- Interactive map of Grahamstown Dam
- Country: Australia
- Location: Ferodale, New South Wales
- Coordinates: 32°44′S 151°49′E﻿ / ﻿32.733°S 151.817°E
- Purpose: Water supply
- Status: Operational
- Construction began: 1955
- Opening date: 1969
- Owner: Hunter Water

Dam and spillways
- Type of dam: Embankment dam
- Impounds: Off-stream
- Height: 12 metres (39 ft)
- Length: 4.8 km (3 mi)
- Dam volume: 2,124 m^{3} (75,008 cu ft)
- Spillways: 1
- Spillway type: Controlled labyrinth spillway and baffle chute
- Spillway capacity: 800 cubic metres per second (28,000 cu ft/s)

Reservoir
- Creates: Grahamstown Lake
- Total capacity: 190,000 megalitres (6,700×10^^{6} cu ft)
- Catchment area: 97 km^{2} (37 sq mi)
- Surface area: 2,460 ha (6,079 acres)
- Website Hunter Water

= Grahamstown Dam =

Grahamstown Dam is a major off-stream earthfill Embankment dam with a controlled labyrinth spillway and baffle chute that stores water from the Williams River. The dam is located north of Newcastle, New South Wales, Australia. The dam's main purpose is water supply; it provides about 40 per cent of the potable water for the Hunter Region; and is its largest drinking water supply dam.

The impounded reservoir is called Grahamstown Lake or the Grahamstown Storage Reservoir.

==Location and features==
Grahamstown Dam is immediately adjacent to residential areas in the town of Raymond Terrace, less than 4 km from the Raymond Terrace CBD.

Grahamstown Dam is a major dam that receives its main inflow from the Williams River as well as its own catchment. Water flows into the Grahamstown Dam from the Williams River, upstream from the Weir, which limits the inflow of tidal seawater; via Balickera Canal and pumping station, which are used to transfer water from the Williams River to Grahamstown Dam. The Campvale Pumping Station; George Schroder Pumping Station and delivery mains are used to deliver water from the dam to the water treatment plant; and Grahamstown Water Treatment Plant.

The storage was formed by building an embankment across the outlet of a natural depression known as the Grahamstown Moors. Construction began in 1955, and although all the elements of the entire scheme were not completed until 1965, water was first supplied in 1960 during the severe drought from 1960 to 1963. The dam was built by the NSW Water Conservation and Irrigation Commission on behalf of the Hunter Water Corporation to supply water to the Hunter Region.

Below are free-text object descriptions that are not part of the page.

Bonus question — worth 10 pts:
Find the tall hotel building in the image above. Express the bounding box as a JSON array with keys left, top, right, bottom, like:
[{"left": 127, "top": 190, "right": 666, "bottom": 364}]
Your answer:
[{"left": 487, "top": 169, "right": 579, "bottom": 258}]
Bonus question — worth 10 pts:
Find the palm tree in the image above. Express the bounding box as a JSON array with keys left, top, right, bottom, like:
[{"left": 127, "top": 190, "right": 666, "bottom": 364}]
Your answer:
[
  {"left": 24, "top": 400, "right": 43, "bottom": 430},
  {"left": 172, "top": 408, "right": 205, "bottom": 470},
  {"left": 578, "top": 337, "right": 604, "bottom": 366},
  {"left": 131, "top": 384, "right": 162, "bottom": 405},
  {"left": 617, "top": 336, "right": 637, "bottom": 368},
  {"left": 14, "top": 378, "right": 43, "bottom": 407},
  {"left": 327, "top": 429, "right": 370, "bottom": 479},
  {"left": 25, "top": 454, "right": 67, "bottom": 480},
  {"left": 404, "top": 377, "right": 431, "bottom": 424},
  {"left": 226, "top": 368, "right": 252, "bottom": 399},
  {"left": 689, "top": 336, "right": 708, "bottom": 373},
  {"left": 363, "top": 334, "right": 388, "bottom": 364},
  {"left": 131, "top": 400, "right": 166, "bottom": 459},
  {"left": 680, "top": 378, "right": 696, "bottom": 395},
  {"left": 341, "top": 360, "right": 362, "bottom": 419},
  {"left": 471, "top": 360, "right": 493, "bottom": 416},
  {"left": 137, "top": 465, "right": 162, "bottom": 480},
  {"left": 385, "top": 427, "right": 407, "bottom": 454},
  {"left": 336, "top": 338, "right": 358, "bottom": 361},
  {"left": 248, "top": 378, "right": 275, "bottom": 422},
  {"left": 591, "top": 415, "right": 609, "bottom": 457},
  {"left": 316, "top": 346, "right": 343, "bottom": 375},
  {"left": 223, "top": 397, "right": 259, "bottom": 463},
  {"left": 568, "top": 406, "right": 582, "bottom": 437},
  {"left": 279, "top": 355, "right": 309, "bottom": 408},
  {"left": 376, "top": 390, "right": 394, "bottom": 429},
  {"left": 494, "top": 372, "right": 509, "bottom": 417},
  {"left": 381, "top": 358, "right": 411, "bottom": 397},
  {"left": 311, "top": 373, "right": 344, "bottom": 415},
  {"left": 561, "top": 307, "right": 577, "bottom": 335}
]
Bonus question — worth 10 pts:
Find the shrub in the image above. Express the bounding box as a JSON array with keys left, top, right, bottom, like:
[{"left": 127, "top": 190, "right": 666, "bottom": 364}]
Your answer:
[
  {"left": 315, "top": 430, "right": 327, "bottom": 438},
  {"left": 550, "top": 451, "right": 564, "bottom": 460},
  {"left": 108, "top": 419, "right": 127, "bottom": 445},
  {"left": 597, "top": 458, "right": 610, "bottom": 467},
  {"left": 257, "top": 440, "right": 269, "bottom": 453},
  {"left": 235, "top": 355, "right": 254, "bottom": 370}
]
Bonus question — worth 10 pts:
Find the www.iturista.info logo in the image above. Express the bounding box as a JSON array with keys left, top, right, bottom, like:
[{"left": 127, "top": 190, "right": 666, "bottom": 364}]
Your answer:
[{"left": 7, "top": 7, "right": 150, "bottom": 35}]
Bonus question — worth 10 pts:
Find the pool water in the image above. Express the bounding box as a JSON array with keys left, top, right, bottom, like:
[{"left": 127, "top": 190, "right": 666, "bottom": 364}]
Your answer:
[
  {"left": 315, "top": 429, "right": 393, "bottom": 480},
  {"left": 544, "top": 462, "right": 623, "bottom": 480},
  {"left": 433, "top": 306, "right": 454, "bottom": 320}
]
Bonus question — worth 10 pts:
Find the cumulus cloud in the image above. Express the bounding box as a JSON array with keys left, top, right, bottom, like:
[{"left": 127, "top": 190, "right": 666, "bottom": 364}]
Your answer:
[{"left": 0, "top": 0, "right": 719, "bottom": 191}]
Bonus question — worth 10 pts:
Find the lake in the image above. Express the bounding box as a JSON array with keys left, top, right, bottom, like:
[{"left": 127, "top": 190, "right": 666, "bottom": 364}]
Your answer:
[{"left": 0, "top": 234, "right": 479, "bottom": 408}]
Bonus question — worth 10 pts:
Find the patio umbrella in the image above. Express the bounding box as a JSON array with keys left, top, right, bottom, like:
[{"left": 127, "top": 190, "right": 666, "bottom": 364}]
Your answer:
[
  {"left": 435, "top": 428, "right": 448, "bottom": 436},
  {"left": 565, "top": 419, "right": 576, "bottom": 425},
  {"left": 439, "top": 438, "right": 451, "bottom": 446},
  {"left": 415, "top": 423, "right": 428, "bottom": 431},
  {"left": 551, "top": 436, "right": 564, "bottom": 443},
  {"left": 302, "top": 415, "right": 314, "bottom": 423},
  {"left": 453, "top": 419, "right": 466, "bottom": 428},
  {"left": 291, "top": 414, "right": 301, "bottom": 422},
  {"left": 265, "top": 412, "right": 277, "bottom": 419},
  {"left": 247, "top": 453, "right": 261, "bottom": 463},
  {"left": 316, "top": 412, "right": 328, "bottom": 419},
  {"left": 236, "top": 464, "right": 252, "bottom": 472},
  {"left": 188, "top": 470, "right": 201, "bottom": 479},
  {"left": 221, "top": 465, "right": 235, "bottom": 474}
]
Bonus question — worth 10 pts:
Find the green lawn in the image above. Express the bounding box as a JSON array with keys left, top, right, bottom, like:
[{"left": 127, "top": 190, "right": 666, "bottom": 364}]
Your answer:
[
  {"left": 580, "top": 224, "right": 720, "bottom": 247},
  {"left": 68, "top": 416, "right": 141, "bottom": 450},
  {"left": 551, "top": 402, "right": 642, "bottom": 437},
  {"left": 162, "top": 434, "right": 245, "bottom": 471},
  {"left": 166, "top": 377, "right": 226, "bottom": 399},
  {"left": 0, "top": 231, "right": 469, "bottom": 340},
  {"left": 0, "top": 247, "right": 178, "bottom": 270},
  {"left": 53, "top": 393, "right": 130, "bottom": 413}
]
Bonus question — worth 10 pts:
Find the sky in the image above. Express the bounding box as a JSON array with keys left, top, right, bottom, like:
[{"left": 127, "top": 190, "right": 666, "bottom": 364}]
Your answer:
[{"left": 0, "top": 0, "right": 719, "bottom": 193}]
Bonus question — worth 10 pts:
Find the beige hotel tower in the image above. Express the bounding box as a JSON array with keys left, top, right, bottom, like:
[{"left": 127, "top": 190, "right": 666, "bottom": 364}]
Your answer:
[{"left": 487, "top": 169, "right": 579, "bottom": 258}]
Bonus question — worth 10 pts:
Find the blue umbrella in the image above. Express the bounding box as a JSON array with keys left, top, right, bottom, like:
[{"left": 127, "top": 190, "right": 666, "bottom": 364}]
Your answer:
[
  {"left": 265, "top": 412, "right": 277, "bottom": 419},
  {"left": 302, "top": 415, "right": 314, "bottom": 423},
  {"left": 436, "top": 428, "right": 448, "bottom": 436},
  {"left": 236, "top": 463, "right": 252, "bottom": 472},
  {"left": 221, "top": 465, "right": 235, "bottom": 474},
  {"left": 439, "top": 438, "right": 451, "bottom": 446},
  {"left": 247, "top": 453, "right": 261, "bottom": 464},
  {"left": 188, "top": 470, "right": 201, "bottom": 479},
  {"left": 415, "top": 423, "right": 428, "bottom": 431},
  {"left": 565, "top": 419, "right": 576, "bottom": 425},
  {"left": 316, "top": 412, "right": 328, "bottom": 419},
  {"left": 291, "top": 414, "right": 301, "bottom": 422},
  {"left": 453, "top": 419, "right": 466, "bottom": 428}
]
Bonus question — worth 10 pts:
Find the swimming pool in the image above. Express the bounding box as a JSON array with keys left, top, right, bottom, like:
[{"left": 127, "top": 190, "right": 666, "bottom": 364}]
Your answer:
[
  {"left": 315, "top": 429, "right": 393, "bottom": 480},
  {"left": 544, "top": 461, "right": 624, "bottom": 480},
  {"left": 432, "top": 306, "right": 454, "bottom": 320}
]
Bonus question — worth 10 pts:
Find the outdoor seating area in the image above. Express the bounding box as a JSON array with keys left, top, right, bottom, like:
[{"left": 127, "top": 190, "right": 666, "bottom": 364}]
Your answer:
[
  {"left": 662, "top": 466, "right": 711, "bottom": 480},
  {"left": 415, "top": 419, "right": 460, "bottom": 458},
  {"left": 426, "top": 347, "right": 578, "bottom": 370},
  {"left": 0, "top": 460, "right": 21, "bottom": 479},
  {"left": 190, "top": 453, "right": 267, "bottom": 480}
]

The dam wall consists of 2124 m3 of earthfill with an internal earth core. It is 12 m high and 4.8 km long. At 100% capacity the dam wall holds back 190000 ML of water. The surface area of Grahamstown Lake is 2460 ha and the catchment area is a relatively small 97 km2. The controlled labyrinth spillway is capable of discharging 800 m3/s.

===Upgrade of facilities===
Since the dam was completed, major modifications include:
- 1973: a bentonite clay core 2.02 km in length was installed in the central section of the embankment to provide a watertight seal, the 1.5 m thick core has an average depth of 21.3 m;
- 1985: the Full Supply Level of the dam was reduced from 11.1 m to 10.6 m as a temporary measure to reduce the risk of damage to the main embankment from major flooding;
- 1994: further work was undertaken to raise the level of the clay core to road level over the full length of the embankment and rock armouring of the main embankment was also undertaken; and
- 2005: the Full Supply Level was increased to 12.8 m and provided 50 per cent more storage capacity by constructing a spillway northeast of Raymond Terrace and a new discharge channel under the Pacific Highway.

===Criticism===
At the time of the proposal for the construction of a dam at Tillegra, it was claimed that Hunter Water Corporation deliberately allowed the water storage levels in Grahamstown Dam run down in order to inflate the case for the 477 million Tillegra project.